The continuing soap opera surrounding Hewlett-Packard (HPQ) has to stop at some point. Hopefully the new CEO, Meg Whitman, can break the cycle. The company seems to continue to make missteps in its operation and execution. In the most recent Q1 2012 conference call, the company indicated it is having issues related to supply constraints associated with hard disk drives due to flooding in Thailand. The company indicated half of the company's recent poor quarterly performance was due to issues with hard disk drive supply.
The company indicated it is more significantly impacted by the hard disk drive situation than its competitors, as it chose to focus on profitability rather than market share. The company also noted that it will likely have issues related to hard disk drive supply in the coming quarter as well, although not as drastic. It's possible the hard disk drive issue is a smoke screen for deeper problems within the company, which may surface later when the hard disk drive supply issue is resolved and can't be used as a scapegoat.

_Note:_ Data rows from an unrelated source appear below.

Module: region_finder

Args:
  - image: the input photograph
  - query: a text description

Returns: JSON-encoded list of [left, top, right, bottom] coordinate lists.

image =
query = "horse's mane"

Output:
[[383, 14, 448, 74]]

Meg Whitman noted that previous under-investment in the company is now a part of the company's problem with poor revenue. Ms. Whitman also highlighted execution issues with respect to systems, processes and people need to be addressed going forward, as well as planning for and taking advantage of industry shifts.
Currency issues with respect to the weakness of the dollar versus the yen was mentioned as problematic due to the company's supply of Laserjet printers being denominated in yen. Maybe the thought of hedging the company's exposure to yen appreciation via futures contracts will pop in management's minds at some point.
Pretty much every business unit of the company was down or flat except software, which grew 30% and was due in large part to Autonomy-- a recent acquisition. Autonomy provides products for management of information.
In the conference call, the company indicated it is seeing signs of economic improvement in the U.S., but not so much in the rest of the world.
Competitors to HP include Accenture (ACN), Dell (DELL) and International Business Machines (IBM).
HP's stock has been in an upward trajectory since September of 2011, but took a hit in recent days following the company's earnings release as shown below:

The company's stock price appears to have put in a bottom, so this could be a good entry point for the company. However, until the hard disk drive issues are in the rear-view mirror and HP shows real signs of recovery, any investment in the company should probably be protected in some manner. A protected covered call, also known as a collar, will be considered for HP. A covered call may be entered by selling a call option against the stock which can then be protected via purchase of a put option.
Using PowerOptions, a protected covered call was found with a potential return of 2.5% (41.5% annualized) and a maximum potential loss of 8.9%, even if the price of the stock goes to zero. The potential return and the maximum potential loss take advantage of an upcoming $0.12 dividend payment. The specific call option to sell is the 2012 Mar 27 at $0.60 and the put option to purchase is the 2012 Mar 24 at $0.07. A profit/loss graph for one contract of the protected covered call is shown below:

If the price of HP's stock increases to around the $30 range, the position can potentially be rolled in order to realize additional potential income.